So far fund-of-funds (fof) products - mutual funds that invest in mutual funds - are primarily sold to institutional or high net worth investors in China who buy through fund houses, asset managers or brokers.
The only fof products currently available for mainland retail investors are funds under the Qualified Domestic Institutional Investor (QDII) program, Niki Wu, a Morningstar China analyst told our sister publicatin Fund Selector Asia.
The QDII fofs, with assigned quotas, invest in offshore products such as mutual funds, but primarily ETFs, she said.
Fof products have an estimated total assets under management of RMB 40bn ($6.1bn) in mainland China, according to China Fund News.
CSRC’s proposed rules are aimed at introducing fofs to retail investors.

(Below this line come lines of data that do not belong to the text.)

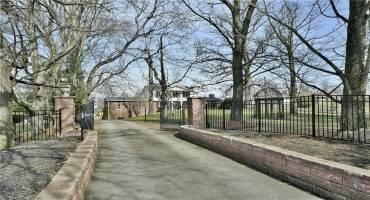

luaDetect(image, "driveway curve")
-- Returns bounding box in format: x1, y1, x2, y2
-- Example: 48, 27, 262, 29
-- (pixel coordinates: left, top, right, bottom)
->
86, 120, 319, 200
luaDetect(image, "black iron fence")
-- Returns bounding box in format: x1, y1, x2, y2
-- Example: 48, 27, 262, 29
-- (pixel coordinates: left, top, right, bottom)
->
206, 95, 370, 143
160, 102, 187, 129
80, 100, 95, 140
0, 110, 62, 144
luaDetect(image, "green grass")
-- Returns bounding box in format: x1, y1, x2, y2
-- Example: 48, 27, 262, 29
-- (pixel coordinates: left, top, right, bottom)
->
207, 109, 342, 121
127, 113, 160, 122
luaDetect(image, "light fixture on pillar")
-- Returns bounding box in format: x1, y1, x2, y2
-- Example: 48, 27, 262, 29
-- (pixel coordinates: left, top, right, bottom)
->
60, 77, 71, 97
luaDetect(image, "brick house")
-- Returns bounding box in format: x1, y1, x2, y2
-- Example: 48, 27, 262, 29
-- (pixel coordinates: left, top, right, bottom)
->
140, 85, 201, 108
103, 85, 201, 120
103, 97, 148, 120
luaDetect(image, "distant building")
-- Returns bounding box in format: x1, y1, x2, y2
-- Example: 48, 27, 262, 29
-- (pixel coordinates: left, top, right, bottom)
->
205, 94, 221, 103
103, 85, 201, 120
103, 97, 148, 120
140, 85, 201, 107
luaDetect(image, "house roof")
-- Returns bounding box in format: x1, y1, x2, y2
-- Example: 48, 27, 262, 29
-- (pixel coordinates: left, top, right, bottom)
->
142, 84, 200, 93
205, 97, 221, 102
105, 97, 137, 102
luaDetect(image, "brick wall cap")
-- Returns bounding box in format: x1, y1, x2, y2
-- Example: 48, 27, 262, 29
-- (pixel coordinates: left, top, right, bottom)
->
180, 126, 370, 178
35, 131, 98, 200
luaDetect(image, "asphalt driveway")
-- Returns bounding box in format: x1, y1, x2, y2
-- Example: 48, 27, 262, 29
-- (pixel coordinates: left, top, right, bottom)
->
86, 120, 319, 200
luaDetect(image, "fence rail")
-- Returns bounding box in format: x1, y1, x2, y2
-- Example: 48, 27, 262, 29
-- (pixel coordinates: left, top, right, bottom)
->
206, 95, 370, 143
0, 110, 62, 144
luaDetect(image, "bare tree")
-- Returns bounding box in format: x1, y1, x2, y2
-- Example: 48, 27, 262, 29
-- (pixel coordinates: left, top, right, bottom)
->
65, 0, 162, 111
0, 0, 86, 147
0, 0, 165, 148
183, 0, 259, 120
265, 1, 318, 114
257, 0, 370, 130
142, 14, 197, 121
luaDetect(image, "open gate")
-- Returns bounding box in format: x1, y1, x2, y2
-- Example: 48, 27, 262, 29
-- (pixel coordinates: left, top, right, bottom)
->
160, 102, 187, 129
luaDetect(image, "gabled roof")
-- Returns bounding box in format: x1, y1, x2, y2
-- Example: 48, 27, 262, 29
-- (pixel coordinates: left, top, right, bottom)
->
105, 97, 137, 102
142, 84, 199, 92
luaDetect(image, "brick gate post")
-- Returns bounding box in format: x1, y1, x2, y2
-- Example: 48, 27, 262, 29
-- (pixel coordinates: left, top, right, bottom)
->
54, 96, 76, 134
188, 97, 206, 129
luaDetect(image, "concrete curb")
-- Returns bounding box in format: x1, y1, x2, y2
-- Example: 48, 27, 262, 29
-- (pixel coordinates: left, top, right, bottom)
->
35, 130, 99, 200
177, 126, 370, 200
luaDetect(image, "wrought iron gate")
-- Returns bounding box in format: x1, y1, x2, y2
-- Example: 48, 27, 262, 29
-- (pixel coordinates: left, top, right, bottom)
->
80, 99, 95, 139
160, 102, 187, 129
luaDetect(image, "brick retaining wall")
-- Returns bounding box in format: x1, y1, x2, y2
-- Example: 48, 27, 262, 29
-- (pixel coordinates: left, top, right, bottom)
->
177, 126, 370, 200
35, 130, 99, 200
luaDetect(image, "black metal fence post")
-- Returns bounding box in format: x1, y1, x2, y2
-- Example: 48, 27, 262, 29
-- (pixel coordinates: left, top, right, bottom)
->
145, 107, 147, 123
182, 104, 187, 125
59, 109, 62, 136
312, 94, 316, 137
205, 103, 209, 128
180, 104, 183, 125
80, 106, 84, 140
92, 101, 95, 130
257, 99, 261, 132
222, 105, 226, 130
182, 104, 186, 125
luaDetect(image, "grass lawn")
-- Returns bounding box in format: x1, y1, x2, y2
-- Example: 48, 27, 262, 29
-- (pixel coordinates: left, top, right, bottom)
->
127, 113, 160, 122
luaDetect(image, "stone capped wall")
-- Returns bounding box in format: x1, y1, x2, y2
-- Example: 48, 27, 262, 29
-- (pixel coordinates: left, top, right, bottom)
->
177, 126, 370, 200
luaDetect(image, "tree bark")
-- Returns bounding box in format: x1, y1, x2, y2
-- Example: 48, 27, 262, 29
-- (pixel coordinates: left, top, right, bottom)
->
288, 48, 297, 114
0, 32, 14, 148
231, 36, 244, 120
243, 69, 252, 100
341, 0, 368, 131
148, 56, 155, 114
159, 36, 168, 127
230, 0, 257, 120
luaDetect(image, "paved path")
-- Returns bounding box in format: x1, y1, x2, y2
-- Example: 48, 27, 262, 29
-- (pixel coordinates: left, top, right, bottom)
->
86, 121, 320, 200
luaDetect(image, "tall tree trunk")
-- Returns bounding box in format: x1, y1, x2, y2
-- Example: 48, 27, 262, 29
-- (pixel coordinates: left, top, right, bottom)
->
231, 37, 244, 120
229, 0, 257, 121
243, 67, 252, 100
230, 0, 244, 121
341, 0, 368, 131
288, 49, 297, 114
66, 37, 87, 125
159, 87, 168, 128
29, 0, 45, 111
0, 39, 14, 148
0, 66, 13, 149
148, 59, 155, 114
159, 36, 168, 128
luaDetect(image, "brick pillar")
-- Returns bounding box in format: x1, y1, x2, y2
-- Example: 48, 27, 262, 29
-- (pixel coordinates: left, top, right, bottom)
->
148, 101, 157, 114
188, 97, 205, 129
54, 96, 75, 133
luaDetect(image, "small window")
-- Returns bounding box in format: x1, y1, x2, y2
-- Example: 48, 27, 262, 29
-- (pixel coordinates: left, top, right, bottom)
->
117, 103, 121, 110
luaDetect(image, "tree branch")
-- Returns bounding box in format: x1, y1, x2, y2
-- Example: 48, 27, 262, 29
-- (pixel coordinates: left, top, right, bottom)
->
329, 0, 348, 23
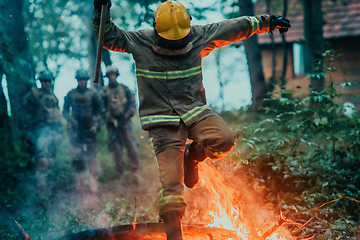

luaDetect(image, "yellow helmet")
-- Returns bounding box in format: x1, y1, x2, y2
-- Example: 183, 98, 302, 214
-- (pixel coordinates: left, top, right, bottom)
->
154, 0, 191, 40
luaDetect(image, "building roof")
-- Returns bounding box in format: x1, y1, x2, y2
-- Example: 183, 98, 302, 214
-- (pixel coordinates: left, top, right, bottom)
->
254, 0, 360, 44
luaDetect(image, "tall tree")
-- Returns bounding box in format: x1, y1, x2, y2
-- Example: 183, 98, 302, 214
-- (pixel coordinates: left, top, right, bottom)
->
261, 0, 289, 96
215, 48, 231, 111
301, 0, 324, 91
0, 80, 9, 144
280, 0, 288, 81
0, 13, 13, 146
2, 0, 34, 141
27, 0, 90, 72
238, 0, 267, 111
266, 0, 277, 94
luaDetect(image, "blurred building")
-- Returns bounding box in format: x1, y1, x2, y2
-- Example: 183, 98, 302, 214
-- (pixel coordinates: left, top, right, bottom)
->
253, 0, 360, 110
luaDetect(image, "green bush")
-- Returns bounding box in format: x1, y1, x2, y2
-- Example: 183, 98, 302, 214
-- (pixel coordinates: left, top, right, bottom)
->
229, 50, 360, 239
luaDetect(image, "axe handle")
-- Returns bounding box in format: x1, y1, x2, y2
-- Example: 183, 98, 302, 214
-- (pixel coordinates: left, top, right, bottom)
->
94, 4, 108, 83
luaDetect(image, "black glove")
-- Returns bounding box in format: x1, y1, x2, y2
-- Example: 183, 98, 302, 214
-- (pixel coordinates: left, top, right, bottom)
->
94, 0, 111, 10
270, 15, 291, 34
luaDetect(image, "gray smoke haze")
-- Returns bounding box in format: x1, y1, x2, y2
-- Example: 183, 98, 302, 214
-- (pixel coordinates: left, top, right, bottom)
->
4, 115, 162, 240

The regulator stated that a mutual fund types of fof would invest 80% or more of assets into registered mutual funds (excluding other fofs). Each mutual fund invested in cannot exceed 20% of the fof’s net asset value.
The fof is not allowed to invest in structured funds, or any other share classes of funds with a derivative feature.
Lacking multi-asset funds
Wu noted that fof products fit with onshore investor demand.
"The rising fluctuation in the stock and bond markets in recent years and the superior performance of commodities since this year has driven China investors focusing more on stable long-term returns through asset allocation.
"FoFs that invest in a variety of funds including equity funds, bond funds, commodities funds, and other alternative funds, would be an attractive product offering an asset class variety, especially in the absence of real multi-asset allocation funds in China," she noted.
Most allocation funds in the market still have a heavy focus on equities, she explained.
Some local fund houses have been selling fund of mutual funds to professional investors, said Rachel Wang, Morningstar China director of manager research.
She added that experience with professional investor separate accounts can be applied to retail investors after the implementation of the new regulatory policies.
The move is also likely to encourage fund houses to expand their product lines to offer more non-mainstream products, Wu added.